Warning: this probably won’t be terribly interesting to most of you.

I took advantage of this past three-day weekend to get some work done on what I hope will be my last major revision to Bostonia, and so far I’ve succeeded in trimming about 800 words off its 123,000 (+/-) word count.

I know, 800 words doesn’t seem like a lot in-context, but it’s meaningful in another way.

One of my bad writing habits is over-writing; I spend a little too much time driving home a point that doesn’t need to be spelled out in such detail. Sometimes I spent a bit too much time establishing a setting when I should have been progressing the plot or characters, but more often my sin was making sure the reader always knew exactly what was on a character’s mind each and every time he spoke.

As I opined in a previous post about the “rules of writing,” I don’t agree with the philosophy that the only verb used on conjunction with dialog is “said.” I think other verbs can be used to convey mood without, as Elmore Leonard said, being intrusive.
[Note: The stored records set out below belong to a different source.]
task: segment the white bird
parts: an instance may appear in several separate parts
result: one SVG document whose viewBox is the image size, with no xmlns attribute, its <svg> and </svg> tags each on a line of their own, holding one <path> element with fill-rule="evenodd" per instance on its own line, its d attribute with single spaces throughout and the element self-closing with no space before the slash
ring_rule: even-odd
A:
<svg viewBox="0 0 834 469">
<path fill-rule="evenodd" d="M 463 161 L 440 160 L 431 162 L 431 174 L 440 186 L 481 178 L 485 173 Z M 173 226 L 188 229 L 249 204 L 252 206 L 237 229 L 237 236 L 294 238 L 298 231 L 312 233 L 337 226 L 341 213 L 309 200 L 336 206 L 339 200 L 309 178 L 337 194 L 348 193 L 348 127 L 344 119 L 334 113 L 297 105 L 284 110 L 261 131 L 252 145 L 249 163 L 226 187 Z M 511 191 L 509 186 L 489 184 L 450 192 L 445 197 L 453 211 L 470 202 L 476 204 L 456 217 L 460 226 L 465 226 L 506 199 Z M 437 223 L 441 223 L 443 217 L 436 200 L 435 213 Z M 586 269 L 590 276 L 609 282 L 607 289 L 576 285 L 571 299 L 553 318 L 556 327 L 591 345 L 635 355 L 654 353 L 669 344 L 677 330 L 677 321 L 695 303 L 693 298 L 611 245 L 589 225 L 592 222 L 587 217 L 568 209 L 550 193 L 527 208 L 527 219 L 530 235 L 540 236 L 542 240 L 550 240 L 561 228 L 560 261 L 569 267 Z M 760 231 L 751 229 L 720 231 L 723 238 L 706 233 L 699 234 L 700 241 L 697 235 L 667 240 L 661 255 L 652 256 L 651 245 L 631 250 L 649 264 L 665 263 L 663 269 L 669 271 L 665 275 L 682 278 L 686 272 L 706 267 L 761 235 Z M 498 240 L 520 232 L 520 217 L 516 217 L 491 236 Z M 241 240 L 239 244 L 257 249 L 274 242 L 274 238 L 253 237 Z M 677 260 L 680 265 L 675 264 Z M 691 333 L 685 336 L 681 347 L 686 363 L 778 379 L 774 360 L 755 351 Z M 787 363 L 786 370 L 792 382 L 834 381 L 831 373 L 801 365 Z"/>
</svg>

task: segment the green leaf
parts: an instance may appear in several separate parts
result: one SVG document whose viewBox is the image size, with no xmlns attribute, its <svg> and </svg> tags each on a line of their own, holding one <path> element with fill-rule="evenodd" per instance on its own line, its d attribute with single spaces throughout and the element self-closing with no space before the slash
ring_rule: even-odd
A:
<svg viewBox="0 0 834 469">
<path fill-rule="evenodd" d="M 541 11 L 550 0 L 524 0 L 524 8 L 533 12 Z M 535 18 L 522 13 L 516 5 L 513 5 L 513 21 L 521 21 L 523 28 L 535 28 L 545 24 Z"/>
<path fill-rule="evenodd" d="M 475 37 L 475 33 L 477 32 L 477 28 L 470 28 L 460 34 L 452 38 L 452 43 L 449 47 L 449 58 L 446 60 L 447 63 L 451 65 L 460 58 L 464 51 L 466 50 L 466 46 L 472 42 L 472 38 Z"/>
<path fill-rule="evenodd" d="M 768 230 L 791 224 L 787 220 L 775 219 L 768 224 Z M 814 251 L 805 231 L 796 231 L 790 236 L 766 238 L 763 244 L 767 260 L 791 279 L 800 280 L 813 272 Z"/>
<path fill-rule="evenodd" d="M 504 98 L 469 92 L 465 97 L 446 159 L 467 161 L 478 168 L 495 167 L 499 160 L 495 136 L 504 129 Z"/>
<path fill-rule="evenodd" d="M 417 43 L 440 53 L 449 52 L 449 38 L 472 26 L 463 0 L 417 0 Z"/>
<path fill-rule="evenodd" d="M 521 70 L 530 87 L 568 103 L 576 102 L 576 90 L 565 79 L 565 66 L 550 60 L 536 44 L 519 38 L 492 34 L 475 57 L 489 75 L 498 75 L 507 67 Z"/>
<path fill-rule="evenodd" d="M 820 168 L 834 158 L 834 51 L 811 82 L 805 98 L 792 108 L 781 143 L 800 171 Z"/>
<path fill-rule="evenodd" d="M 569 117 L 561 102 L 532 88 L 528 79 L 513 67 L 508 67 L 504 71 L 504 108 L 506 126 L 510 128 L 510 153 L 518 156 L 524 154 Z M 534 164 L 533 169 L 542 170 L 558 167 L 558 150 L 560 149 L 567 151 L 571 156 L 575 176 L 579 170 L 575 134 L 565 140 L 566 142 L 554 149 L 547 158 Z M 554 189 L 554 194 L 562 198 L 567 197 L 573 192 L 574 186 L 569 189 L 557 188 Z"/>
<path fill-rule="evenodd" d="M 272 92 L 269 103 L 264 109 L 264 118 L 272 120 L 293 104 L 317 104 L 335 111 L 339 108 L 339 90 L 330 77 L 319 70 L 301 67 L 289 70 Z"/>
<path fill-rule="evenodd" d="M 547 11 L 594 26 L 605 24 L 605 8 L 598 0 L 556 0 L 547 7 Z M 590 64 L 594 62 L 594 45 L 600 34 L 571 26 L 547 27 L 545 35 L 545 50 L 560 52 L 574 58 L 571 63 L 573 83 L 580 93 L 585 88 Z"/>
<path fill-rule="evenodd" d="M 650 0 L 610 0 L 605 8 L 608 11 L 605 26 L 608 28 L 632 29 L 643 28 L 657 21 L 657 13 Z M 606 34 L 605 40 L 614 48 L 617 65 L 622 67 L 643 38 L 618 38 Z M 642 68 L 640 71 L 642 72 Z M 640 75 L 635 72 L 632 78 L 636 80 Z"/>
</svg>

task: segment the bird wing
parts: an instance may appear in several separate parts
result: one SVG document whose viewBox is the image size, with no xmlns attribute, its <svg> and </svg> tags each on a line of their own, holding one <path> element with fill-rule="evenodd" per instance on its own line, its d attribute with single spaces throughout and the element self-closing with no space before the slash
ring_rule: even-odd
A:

However, in Bostonia I noticed that I had this unfortunate tendency to overload dialog descriptors beyond just a simple colorful verb. I referred to the speaking character’s thoughts in the moment, facial expressions, reactions by other characters…I went overboard, a lot and frequently, and that’s amateurish writing.

So part of the weeding-out process is finding those instances and removing the offending text, and I’m betting such surgical removals have accounted for at least half of the 800 words I’ve jettisoned thus far — and I’m only about a third of the way through this draft.

This is not to say I’m strip-mining the manuscript to bring the word count down to a more manageable level, but I wouldn’t mind getting it down to at least 120,000 words. I wouldn’t want anyone reading this book to have the same reaction I had to, say, Dan Simmons’ The Terror, which had an awesome concept and was, for the first half of the book, gripping and atmospheric, but by the middle of the novel I spent a lot of time thinking, “Hurry up already!” Simmons could have lost 100 pages to improve the pacing and it would not have compromised the story.